Hintergrundinformation

Mit Urteilen vom 3. Dezember 2015 hat der 4. Senat des Bundessozialgerichts die Tür für Sozialhilfeleistungen für Unionsbürger geöffnet. Dem schloss sich der 14. Senat des Bundessozialgerichts mit Urteilen vom 16. Dezember 2015 an. In den entschiedenen Fällen geht es um Unionsbürger (u.a. aus Bulgarien, Rumänien und Griechenland stammend), denen Leistungen nach dem SGB II ("Hartz IV") zu versagen waren, weil ihr Aufenthalt allein der Arbeitsuche diente (§ 7 Abs. 1 SGB II). Das Bundessozialgericht hat hier entschieden, dass zur Gewährleistung eines menschenwürdigen Existenzminimums zumindest seitens des kommunalen Sozialhilfeträgers Sozialhilfeleistungen im Ermessenswege zu erbringen seien (§ 23 Abs. 1 Satz 3 SGB XII).

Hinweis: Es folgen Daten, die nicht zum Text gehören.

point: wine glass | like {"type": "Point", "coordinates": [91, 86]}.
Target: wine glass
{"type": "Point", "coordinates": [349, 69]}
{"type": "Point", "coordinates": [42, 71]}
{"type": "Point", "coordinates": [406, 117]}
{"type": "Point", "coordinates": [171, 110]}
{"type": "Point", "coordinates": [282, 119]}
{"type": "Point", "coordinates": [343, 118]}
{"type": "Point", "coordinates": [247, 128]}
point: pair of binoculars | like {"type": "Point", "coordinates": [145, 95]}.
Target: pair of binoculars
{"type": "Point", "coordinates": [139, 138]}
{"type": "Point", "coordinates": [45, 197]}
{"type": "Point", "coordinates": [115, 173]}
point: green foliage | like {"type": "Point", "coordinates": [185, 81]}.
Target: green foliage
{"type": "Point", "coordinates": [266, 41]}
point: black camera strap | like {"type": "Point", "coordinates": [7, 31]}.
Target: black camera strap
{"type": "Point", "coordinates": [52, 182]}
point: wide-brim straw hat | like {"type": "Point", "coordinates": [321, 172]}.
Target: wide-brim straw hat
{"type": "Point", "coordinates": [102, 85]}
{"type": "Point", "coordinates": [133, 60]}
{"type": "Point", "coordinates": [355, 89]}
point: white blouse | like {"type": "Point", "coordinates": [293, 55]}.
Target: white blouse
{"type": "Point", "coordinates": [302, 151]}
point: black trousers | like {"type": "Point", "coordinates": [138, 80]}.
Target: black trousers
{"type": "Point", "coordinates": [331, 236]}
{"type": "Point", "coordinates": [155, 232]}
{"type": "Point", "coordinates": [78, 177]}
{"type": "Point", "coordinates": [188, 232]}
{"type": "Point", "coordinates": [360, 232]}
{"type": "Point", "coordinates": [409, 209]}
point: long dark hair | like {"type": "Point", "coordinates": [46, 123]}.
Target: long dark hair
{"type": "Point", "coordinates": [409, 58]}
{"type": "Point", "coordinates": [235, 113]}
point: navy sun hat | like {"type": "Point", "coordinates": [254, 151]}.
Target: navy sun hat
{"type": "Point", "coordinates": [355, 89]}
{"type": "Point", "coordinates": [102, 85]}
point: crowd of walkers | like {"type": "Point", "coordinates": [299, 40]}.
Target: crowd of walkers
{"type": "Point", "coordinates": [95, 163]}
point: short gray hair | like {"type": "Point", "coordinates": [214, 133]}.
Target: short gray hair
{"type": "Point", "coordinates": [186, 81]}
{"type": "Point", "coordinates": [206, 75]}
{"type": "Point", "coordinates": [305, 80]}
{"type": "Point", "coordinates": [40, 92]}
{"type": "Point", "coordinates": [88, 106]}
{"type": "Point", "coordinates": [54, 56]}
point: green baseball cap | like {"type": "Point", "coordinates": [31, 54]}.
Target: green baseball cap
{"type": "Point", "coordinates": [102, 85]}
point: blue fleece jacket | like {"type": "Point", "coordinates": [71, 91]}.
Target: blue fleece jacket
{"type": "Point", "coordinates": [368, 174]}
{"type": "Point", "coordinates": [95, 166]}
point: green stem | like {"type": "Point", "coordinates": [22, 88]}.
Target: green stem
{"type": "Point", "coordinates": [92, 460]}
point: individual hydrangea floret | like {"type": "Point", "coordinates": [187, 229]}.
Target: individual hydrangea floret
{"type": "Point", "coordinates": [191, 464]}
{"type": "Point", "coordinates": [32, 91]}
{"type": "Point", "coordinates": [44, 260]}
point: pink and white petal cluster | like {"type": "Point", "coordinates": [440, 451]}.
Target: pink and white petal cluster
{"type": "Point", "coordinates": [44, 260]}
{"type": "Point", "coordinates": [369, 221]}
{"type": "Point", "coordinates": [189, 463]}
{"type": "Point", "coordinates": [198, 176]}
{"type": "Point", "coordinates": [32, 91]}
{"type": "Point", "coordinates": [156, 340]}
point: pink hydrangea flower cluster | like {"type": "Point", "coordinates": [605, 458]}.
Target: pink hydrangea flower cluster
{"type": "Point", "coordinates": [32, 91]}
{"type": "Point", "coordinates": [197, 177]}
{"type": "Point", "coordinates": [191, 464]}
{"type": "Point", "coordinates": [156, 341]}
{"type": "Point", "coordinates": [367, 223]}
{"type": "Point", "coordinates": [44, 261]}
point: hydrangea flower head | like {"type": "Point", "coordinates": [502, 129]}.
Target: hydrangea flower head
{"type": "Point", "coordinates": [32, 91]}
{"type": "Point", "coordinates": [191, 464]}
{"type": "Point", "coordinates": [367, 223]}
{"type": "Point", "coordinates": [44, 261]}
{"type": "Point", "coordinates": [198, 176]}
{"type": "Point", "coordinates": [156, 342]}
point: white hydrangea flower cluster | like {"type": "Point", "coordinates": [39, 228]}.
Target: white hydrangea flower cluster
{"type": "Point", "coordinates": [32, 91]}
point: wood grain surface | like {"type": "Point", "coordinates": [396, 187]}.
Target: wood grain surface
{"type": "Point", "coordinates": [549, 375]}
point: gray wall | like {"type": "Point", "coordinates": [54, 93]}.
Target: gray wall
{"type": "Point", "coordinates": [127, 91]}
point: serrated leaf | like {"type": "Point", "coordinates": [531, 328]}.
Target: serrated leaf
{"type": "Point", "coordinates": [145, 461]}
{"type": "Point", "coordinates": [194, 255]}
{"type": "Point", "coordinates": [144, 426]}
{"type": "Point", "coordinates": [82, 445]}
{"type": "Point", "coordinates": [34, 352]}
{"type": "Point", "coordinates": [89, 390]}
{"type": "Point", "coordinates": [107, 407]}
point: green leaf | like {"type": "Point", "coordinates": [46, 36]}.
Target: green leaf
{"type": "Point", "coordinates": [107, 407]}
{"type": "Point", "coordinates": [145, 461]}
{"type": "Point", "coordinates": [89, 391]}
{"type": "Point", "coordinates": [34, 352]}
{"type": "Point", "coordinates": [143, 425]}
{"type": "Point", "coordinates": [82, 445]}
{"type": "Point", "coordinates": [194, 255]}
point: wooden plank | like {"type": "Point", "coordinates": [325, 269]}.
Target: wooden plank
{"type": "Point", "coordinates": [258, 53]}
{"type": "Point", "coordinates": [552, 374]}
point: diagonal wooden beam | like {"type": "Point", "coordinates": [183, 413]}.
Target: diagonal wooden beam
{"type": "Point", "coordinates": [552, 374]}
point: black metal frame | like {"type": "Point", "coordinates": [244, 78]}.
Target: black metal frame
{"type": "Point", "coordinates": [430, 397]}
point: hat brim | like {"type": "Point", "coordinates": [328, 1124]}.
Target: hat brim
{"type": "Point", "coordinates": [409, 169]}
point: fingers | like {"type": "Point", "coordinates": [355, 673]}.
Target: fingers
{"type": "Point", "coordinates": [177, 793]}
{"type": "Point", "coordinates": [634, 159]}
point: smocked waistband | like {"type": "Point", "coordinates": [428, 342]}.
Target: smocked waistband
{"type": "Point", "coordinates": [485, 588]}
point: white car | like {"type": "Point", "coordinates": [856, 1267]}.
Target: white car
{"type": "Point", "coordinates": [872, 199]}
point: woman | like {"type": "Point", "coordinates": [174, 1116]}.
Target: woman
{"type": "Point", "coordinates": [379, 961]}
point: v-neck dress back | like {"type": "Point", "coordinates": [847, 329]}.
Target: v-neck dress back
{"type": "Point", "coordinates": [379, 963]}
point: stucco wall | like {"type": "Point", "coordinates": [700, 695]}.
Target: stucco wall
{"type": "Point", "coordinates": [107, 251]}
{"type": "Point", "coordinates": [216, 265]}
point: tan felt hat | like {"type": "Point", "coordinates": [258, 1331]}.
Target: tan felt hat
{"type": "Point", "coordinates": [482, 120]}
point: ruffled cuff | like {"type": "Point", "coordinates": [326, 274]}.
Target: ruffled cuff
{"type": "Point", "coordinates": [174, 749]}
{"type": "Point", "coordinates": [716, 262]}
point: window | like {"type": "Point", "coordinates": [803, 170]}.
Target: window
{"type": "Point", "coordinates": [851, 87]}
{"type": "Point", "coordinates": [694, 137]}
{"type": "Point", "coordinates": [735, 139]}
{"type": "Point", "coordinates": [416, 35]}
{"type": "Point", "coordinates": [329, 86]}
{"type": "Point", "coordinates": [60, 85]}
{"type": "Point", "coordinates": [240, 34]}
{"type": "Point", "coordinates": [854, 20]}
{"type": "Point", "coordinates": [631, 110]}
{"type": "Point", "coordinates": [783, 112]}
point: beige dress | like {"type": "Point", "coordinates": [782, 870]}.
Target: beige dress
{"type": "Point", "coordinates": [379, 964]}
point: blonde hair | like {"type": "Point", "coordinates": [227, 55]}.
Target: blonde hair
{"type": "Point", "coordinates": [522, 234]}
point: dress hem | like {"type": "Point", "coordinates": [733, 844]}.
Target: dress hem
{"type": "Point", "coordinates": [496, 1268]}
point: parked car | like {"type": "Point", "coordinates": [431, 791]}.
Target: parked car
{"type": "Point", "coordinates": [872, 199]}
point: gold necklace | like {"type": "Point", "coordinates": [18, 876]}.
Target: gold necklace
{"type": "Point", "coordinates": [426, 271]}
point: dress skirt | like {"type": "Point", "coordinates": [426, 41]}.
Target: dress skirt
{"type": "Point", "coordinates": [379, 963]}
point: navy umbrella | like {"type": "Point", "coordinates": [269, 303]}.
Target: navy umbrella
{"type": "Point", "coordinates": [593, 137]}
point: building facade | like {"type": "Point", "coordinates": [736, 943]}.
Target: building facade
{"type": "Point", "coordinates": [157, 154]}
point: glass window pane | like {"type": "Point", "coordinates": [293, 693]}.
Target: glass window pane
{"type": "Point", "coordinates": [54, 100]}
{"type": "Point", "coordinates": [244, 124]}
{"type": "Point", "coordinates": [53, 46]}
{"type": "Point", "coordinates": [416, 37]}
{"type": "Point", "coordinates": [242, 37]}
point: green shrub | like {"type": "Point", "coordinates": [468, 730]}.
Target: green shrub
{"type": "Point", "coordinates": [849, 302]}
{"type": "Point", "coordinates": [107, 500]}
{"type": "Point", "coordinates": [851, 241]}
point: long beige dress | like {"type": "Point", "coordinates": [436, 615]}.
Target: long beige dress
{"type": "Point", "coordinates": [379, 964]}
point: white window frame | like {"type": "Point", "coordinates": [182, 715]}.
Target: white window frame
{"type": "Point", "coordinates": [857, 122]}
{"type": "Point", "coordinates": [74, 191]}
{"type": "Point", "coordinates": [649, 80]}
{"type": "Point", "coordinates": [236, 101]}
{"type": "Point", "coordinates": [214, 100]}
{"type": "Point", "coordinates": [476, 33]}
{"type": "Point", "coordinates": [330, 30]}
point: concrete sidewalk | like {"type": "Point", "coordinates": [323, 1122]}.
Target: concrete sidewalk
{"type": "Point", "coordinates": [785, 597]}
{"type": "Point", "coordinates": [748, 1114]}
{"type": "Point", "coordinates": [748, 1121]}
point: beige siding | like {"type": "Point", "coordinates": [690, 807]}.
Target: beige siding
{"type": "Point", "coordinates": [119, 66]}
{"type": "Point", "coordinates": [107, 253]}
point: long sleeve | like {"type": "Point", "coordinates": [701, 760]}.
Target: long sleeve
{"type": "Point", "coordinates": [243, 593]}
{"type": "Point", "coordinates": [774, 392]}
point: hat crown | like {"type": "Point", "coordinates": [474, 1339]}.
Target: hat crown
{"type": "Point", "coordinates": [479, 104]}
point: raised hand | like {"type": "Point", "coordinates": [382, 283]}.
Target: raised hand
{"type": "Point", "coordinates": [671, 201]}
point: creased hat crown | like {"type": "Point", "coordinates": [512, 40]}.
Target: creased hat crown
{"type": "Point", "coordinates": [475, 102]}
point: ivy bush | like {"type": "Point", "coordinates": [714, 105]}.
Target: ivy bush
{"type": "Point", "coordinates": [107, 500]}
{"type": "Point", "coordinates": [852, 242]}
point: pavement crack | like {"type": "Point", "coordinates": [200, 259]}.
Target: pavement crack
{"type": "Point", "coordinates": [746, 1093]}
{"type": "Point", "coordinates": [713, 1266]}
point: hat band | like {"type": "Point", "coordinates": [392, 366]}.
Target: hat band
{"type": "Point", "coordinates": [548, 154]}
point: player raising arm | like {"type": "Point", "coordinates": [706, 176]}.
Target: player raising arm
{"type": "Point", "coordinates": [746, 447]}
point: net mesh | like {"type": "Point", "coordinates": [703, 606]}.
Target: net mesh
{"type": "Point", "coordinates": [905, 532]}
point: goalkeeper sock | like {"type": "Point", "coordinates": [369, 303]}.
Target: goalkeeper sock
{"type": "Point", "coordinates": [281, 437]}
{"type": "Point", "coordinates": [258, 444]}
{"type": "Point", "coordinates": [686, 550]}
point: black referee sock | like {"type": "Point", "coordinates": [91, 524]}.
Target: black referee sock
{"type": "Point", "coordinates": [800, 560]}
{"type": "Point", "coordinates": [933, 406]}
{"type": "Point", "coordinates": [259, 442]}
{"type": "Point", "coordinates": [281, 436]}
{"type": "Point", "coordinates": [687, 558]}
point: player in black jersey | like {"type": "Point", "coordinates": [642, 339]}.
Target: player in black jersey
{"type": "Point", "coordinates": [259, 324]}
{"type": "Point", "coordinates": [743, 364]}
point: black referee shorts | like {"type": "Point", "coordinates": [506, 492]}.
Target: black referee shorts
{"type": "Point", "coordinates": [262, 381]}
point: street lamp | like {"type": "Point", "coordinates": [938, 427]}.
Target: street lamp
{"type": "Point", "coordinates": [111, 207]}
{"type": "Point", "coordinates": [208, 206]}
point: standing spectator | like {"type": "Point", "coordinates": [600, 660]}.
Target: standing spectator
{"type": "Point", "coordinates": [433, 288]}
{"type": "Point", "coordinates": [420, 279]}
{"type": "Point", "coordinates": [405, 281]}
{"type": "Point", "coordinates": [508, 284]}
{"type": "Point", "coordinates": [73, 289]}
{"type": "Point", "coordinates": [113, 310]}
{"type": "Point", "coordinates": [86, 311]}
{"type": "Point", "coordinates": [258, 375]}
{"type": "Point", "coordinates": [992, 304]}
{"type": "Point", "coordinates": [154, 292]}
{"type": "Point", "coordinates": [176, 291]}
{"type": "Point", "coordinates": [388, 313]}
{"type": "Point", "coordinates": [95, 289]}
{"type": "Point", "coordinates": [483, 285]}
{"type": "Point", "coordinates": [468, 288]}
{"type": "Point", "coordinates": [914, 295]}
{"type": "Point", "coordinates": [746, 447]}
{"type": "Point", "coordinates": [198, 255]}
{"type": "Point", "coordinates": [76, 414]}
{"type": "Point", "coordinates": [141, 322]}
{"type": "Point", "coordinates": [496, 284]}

Urteile des Bundessozialgerichts trafen auf harsche Kritik

Diese Entscheidungen des Bundessozialgerichts trafen in der Öffentlichkeit auf zum Teil harsche Kritik. Mehrere erstinstanzliche Sozialgerichte sind den Entscheidungen des Bundessozialgerichts ausdrücklich entgegen getreten, so etwa das Sozialgericht Berlin in einem Urteil vom 11. Dezember 2015 - S 149 AS 7191/13 oder das Sozialgericht Speyer in einem Urteil vom 29. März 2016 - S 5 AS 493/14. Diese Kritik hält dem Bundessozialgericht entgegen, dass es sich über den Wortlaut des Gesetzes und über den Willen des Gesetzgebers hinwegsetze, weil erwerbsfähige Personen dem Regelungsbereich des Sozialhilferechts gar nicht unterfielen.

In zwei Verfahren des einstweiligen Rechtsschutzes hatten die beiden für Sozialhilfe zuständigen Senate des Landessozialgerichts Berlin-Brandenburg nun auf der Grundlage der neuen Rechtsprechung des Bundessozialgerichts zu entscheiden .

Die Entscheidungen des Landessozialgerichts Berlin-Brandenburg

Die Antragsteller in beiden Verfahren sind polnische Staatsangehörige, denen seitens des Jobcenters Leistungen nach dem SGB II verweigert wurden, weil sie sich lediglich zum Zwecke der Arbeitsuche in Deutschland aufhielten (§ 7 Abs. 1 Nr. 2 SGB II). In beiden Fällen haben die Senate den Sozialhilfeträger zur Gewährung von Leistungen der Hilfe zum Lebensunterhalt für zunächst drei Monate verpflichtet.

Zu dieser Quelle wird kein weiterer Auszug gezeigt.